# PoaA?



## spaceman_spiff

This started popping up in my back yard. I usually have Poa A in the spring. I've been pretty on top of my PreM, so seeing a bunch of this is surprising. I did seed/overseed with TTTF/KBG at the end of August.

The left, right and pic below seed pods definitely look PoaA to me, but the middle one kind of looks like KBG? Or maybe just Poa growing into the 90' seed pods.


----------



## fusebox7

Looks like SOME type of poa... but which one...? Not sure. It's not Kentucky bluegrass since you won't see a membranous ligule on KBG. https://image.slidesharecdn.com/2398539/95/vegetative-identification-of-common-turfgrasses-in-the-pacific-northwest-29-728.jpg?cb=1257103266

Very stalky looking... appears to be our mystery poa... I haven't kept on on this thread but the "weed" seemed to be cropping up quite frequently in recent years: https://thelawnforum.com/viewtopic.php?f=9&t=2461&start=135


----------



## spaceman_spiff

fusebox7 said:


> Looks like SOME type of poa... but which one...? Not sure.
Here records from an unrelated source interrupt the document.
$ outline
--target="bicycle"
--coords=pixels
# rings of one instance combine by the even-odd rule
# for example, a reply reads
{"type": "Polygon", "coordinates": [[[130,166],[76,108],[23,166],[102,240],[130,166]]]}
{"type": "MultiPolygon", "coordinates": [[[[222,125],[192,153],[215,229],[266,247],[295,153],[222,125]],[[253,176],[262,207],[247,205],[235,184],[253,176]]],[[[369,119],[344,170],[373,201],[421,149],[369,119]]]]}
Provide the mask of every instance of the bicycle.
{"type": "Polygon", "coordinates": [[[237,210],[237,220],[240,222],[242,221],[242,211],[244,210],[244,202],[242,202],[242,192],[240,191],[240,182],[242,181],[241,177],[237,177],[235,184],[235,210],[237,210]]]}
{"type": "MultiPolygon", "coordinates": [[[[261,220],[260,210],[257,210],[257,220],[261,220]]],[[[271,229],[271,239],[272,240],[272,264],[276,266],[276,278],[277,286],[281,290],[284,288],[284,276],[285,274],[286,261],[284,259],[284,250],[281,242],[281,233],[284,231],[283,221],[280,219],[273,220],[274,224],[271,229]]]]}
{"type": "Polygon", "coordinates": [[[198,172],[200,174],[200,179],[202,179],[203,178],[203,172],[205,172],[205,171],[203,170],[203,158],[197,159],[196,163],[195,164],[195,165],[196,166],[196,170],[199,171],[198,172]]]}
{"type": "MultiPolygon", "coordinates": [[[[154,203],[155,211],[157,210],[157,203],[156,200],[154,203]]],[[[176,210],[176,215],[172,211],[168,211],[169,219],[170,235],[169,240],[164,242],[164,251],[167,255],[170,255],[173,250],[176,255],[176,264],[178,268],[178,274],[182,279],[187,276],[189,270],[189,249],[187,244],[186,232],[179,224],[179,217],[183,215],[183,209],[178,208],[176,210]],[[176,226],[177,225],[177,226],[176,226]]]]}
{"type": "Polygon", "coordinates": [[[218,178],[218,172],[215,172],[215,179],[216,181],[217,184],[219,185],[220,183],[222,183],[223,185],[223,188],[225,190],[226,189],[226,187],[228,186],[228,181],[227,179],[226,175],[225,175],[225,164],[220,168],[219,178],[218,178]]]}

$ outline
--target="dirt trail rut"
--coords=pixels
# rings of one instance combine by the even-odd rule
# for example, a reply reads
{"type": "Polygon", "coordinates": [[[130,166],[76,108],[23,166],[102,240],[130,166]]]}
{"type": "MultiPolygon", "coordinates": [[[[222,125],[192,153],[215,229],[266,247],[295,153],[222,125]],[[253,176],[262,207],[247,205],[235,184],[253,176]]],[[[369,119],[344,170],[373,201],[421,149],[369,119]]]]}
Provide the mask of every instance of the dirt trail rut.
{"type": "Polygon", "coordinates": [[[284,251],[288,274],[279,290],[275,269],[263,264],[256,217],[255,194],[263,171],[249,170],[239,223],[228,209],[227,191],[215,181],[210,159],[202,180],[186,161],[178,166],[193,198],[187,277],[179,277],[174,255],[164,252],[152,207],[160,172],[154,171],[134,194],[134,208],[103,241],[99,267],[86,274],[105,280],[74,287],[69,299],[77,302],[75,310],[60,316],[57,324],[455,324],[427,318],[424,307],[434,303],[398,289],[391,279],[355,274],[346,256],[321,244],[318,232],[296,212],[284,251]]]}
It's not Kentucky bluegrass since you won't see a membranous ligule on KBG. https://image.slidesharecdn.com/2398539/95/vegetative-identification-of-common-turfgrasses-in-the-pacific-northwest-29-728.jpg?cb=1257103266
> 
> Very stalky looking... appears to be our mystery poa... I haven't kept on on this thread but the "weed" seemed to be cropping up quite frequently in recent years: https://thelawnforum.com/viewtopic.php?f=9&t=2461&start=135


Hmm maybe. It seems the mystery weed is growing more sideways. These are always growing straight up, but they are definitely more of a lime green color...


----------